At the other end of the spectrum is the old-fashioned answering service – the kind used by many doctors’ offices for night and weekend calls – where someone takes a message and then passes it on to the business owner.
Then in the middle there’s a growing category of souped-up answering services and virtual assistants who provide more than basic message-taking.
Reliable Receptionist in Walnut Creek is one example of a souped-up answering service. It has the ability to connect calls to your cell phone when you’re out in the field, and to schedule appointments for you in a Web-based program that you can view and edit from any computer.
Owner Victor Mataraso encourages clients to come in and meet his staff, and to provide background information so that his receptionists can answer basic questions.
“Our clients can say, ‘Here are the top 10 issues that come up in phone inquiries, and here are the things we’d like you to do,’ ” Mataraso said.
Virtual assistants are independent entrepreneurs who provide a range of administrative or creative services from their own office. It’s like having a Gal or Guy Friday on a contract basis. A virtual assistant might be editing a report for one client and organizing a conference for another, while answering phone calls for your tree-care business.
“They can help you filter calls, can be trained in answering some questions, and can help you market your business by making outgoing calls,” said Nina Feldman, who runs an Oakland firm called Nina Feldman Connections that provides free referrals to office and computer support businesses. “Hiring a full-time phone receptionist can cost $30,000 a year. Virtual assistants can usually give you a stable month-to-month retainer of a few hundred dollars, with no hidden fees.”

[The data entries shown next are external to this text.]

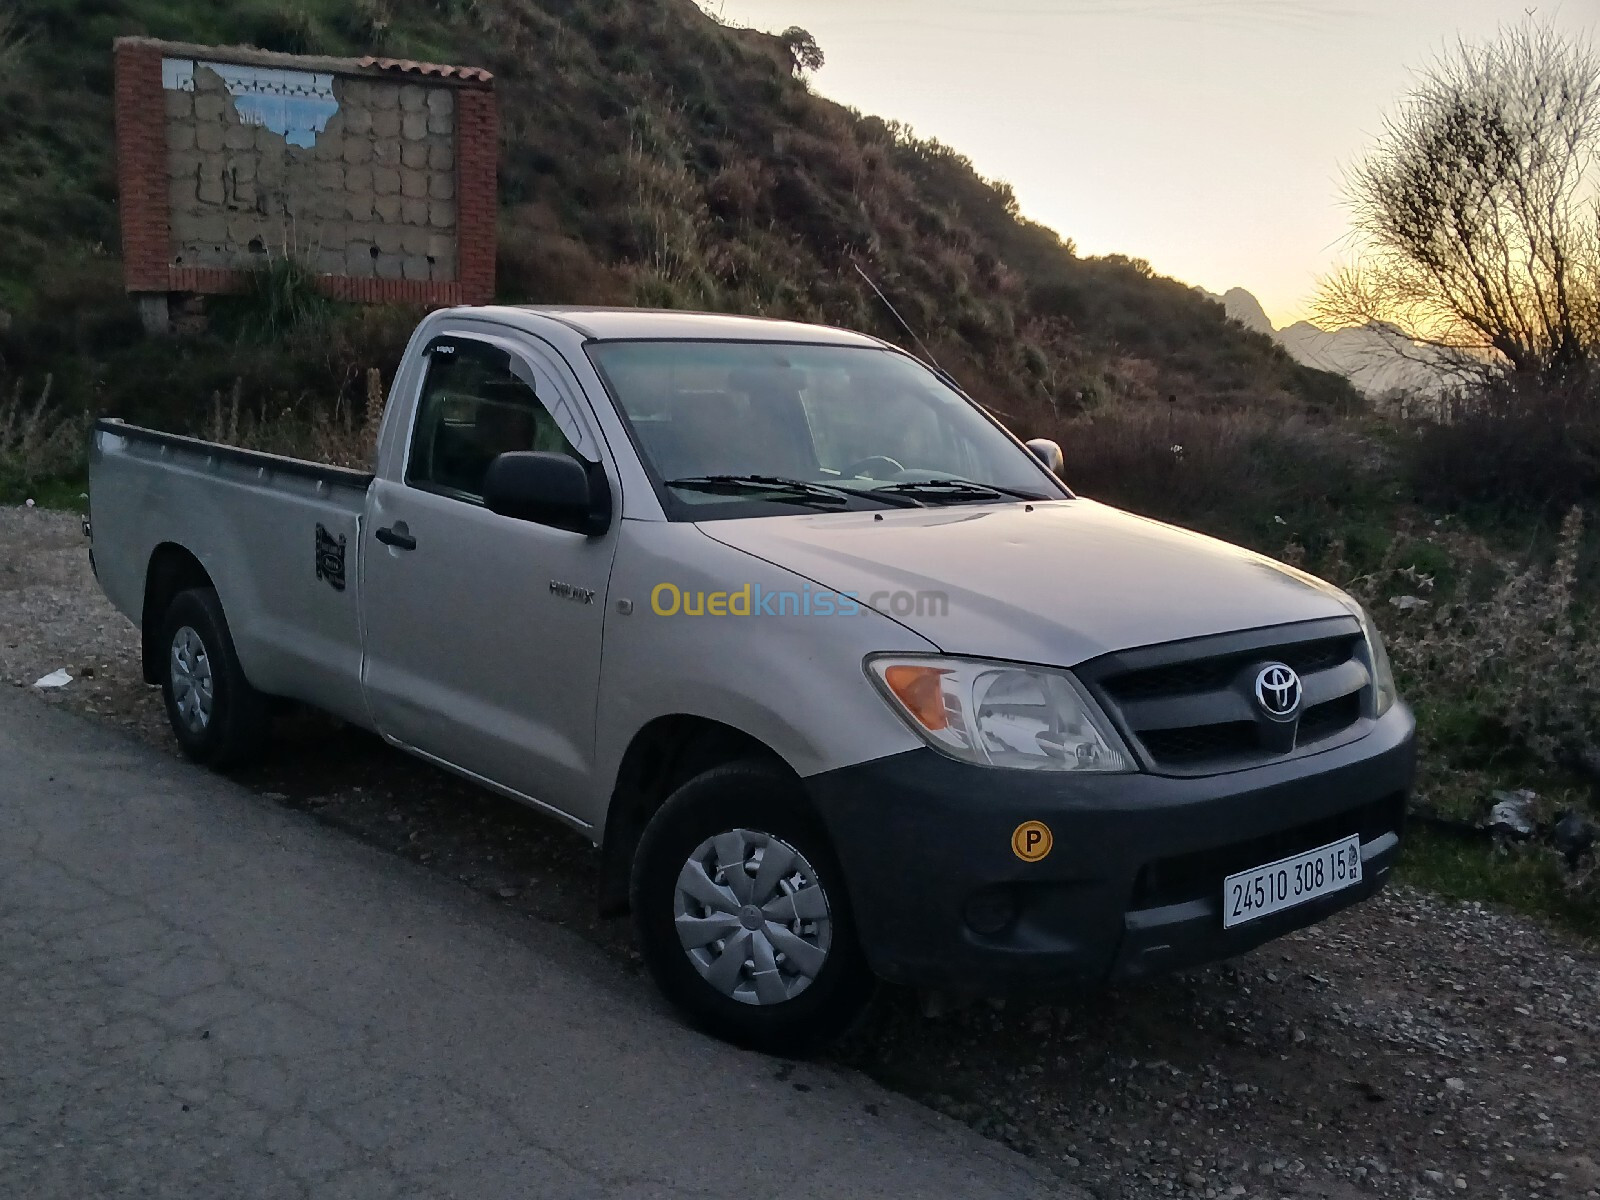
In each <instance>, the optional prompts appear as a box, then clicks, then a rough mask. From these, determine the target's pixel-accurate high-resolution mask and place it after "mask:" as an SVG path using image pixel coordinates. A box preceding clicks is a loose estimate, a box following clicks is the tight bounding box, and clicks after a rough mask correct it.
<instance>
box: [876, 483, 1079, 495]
mask: <svg viewBox="0 0 1600 1200" xmlns="http://www.w3.org/2000/svg"><path fill="white" fill-rule="evenodd" d="M872 491H874V493H882V491H890V493H896V494H901V496H930V498H941V496H942V498H947V499H968V498H970V499H994V498H995V496H1014V498H1018V499H1048V496H1040V494H1037V493H1034V491H1022V490H1021V488H1003V486H1000V485H998V483H976V482H973V480H970V478H926V480H906V482H902V483H888V485H885V486H882V488H874V490H872Z"/></svg>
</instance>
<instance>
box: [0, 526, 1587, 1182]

How to find a reliable answering service or virtual assistant? The best approach is the same way you’d find any other service – through personal referrals. Ask other business owners to recommend someone. Check references.
Ask how many hours a day these firms offer live receptionists; some shift over to voice mail at night. Ask what services they provide and how they forward your messages. E-mail? Text message? Pager? Fax? Find out how long they’ve been in business, and how much staff turnover they have.
And call up some of the clients of these firms – at a time when the firm is answering their calls – to see whether you like the way they’d be greeting your potential customers.